The Chinese are doing their panda thing again, buying international goodwill by depositing one of these doomed and slightly sinister creatures with any country which might otherwise have an objection to their foreign or domestic policy. Worried about human rights and prisoners of conscience? ‘Ere you go, mate, have a panda and shut your gob. Top-quality panda this is, ten years old, one previous owner, runs on bamboo, very eco-friendly. Shove it in a zoo and watch the kiddies pour in. We do a sideline in panda mugs and panda toys — all manufactured by kiddies, as it happens — and we’ll bung you some of them too for a pony.’
It usually works, the so-called panda diplomacy, no matter how many people the Chinese government might be arresting or shooting at any particular moment. It worked a treat, for example, on Edward Heath — who perhaps felt a certain concord with a baleful, solitary and endangered creature incapable of sexual intercourse. The Chinese bunged him Chia Chia and Ching Ching after he’d been on a state visit in 1974 and for a while news reporters and the Blue Peter crew were camped outside their cages at London Zoo, anticipating frenzied sexual activities and the birth of a likkle baby panda cub.

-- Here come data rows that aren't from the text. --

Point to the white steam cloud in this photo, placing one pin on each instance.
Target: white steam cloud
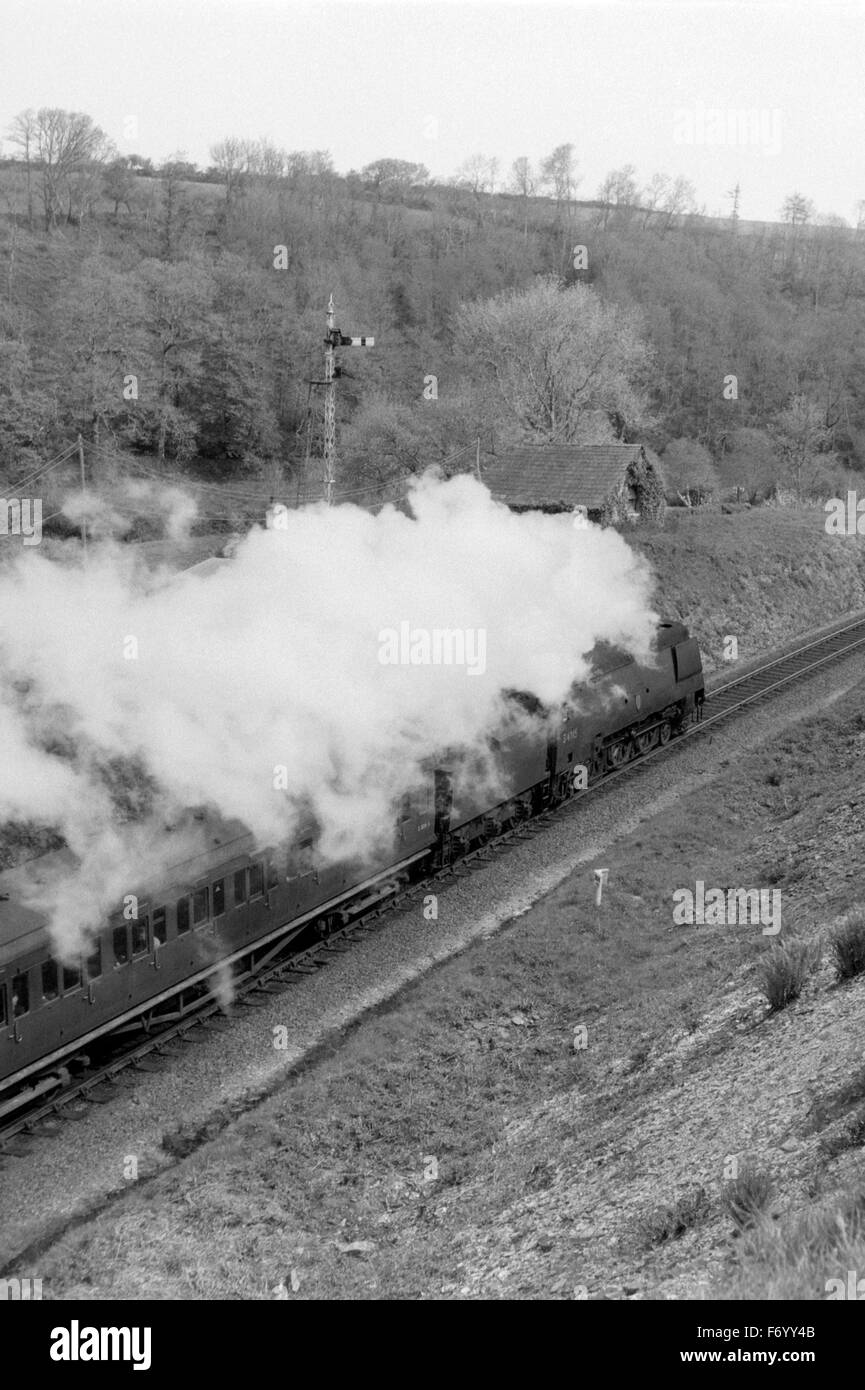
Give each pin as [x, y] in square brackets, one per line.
[212, 681]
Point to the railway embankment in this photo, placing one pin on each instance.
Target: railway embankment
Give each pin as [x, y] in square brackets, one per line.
[575, 1104]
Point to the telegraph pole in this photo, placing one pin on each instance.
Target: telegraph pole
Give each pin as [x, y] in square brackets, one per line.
[84, 495]
[333, 341]
[330, 407]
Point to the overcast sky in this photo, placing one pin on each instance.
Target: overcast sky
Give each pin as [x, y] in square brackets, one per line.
[664, 86]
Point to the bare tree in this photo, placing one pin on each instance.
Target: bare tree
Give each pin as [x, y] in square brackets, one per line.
[68, 152]
[523, 181]
[234, 159]
[797, 210]
[619, 189]
[559, 175]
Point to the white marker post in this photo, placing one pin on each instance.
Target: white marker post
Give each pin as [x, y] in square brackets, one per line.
[601, 876]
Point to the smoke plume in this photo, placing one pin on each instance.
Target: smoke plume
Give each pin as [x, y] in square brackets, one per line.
[257, 688]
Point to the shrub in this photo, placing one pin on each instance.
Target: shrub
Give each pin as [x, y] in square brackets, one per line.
[783, 973]
[849, 947]
[747, 1196]
[669, 1222]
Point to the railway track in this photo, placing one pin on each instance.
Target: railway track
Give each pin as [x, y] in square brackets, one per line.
[99, 1083]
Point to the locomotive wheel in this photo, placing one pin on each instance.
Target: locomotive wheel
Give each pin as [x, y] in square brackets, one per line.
[326, 926]
[619, 754]
[645, 741]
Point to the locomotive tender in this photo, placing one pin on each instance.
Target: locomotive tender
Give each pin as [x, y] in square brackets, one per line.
[232, 909]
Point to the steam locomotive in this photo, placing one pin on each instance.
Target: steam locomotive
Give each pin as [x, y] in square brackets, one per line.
[232, 909]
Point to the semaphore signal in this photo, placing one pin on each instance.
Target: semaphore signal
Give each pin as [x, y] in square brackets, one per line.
[334, 339]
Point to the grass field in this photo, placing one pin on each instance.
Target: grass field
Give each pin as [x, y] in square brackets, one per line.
[465, 1143]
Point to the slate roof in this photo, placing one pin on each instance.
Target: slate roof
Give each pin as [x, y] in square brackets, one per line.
[570, 474]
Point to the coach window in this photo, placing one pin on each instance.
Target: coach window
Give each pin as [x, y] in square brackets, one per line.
[139, 934]
[49, 980]
[301, 861]
[21, 994]
[160, 930]
[121, 944]
[93, 962]
[71, 977]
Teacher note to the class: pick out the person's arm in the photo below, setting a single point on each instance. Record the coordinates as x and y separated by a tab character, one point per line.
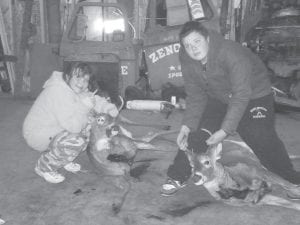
195	101
102	105
239	70
70	113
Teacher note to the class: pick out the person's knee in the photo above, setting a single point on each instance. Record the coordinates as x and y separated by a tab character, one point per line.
197	141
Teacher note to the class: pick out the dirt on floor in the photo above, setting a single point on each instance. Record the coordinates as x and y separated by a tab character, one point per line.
87	198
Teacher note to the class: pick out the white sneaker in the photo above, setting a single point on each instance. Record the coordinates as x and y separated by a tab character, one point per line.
72	167
51	177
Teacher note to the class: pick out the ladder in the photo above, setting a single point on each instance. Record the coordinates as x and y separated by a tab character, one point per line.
7	51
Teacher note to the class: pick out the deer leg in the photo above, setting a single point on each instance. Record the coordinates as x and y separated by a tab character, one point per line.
278	201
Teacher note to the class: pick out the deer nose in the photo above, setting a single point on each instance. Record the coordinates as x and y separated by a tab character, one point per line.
197	178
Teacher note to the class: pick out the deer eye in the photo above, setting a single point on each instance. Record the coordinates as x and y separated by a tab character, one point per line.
100	120
206	163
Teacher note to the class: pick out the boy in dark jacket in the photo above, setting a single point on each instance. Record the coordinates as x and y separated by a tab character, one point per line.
228	90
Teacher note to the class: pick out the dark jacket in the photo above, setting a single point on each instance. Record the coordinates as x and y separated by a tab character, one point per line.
232	74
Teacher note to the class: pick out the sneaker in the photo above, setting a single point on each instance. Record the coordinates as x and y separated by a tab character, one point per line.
51	177
72	167
171	187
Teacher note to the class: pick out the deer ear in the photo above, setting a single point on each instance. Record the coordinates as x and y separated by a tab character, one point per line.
216	151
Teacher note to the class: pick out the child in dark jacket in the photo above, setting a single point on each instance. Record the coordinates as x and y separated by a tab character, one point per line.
228	90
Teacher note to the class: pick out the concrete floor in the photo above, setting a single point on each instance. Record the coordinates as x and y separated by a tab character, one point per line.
86	198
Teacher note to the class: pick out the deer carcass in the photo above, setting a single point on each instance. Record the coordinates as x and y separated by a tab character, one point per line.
112	148
236	177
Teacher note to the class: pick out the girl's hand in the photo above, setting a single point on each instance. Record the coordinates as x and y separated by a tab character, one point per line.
183	137
216	137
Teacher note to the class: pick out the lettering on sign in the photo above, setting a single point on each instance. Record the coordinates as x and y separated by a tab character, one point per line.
163	52
174	71
124	70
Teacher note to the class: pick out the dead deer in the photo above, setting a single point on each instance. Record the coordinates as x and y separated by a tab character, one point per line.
236	177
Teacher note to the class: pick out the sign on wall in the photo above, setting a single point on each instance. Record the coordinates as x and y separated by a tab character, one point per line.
163	65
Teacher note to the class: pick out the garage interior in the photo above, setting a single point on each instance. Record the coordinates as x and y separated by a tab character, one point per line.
35	41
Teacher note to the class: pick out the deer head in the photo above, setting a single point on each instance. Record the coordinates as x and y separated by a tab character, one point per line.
204	165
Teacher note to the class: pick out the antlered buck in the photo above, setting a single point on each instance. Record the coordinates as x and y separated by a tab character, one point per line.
236	177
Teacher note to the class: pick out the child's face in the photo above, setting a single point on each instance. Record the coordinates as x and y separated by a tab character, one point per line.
79	82
196	46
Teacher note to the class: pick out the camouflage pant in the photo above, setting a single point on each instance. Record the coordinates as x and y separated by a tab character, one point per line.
63	149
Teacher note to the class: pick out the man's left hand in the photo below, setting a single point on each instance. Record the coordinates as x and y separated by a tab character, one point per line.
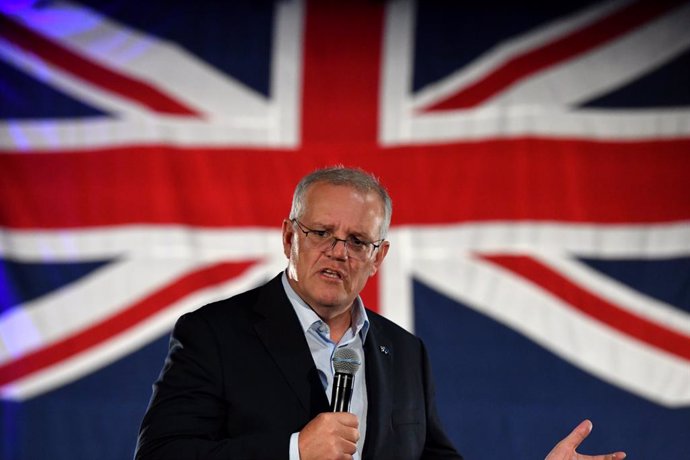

But pandas, by and large, do not mate, which is the principal reason they are so endangered. Apparently only 40 per cent of male pandas ever exhibit any form of sexual desire — a bit like Ukrainians. And those are figures culled from wild pandas (please don’t ask me how); the libido of captive male pandas is still more stunted and forlorn, registering somewhere in the region of 82 per cent who feel themselves, perhaps for progressive social reasons, alienated from the coercive act of sex.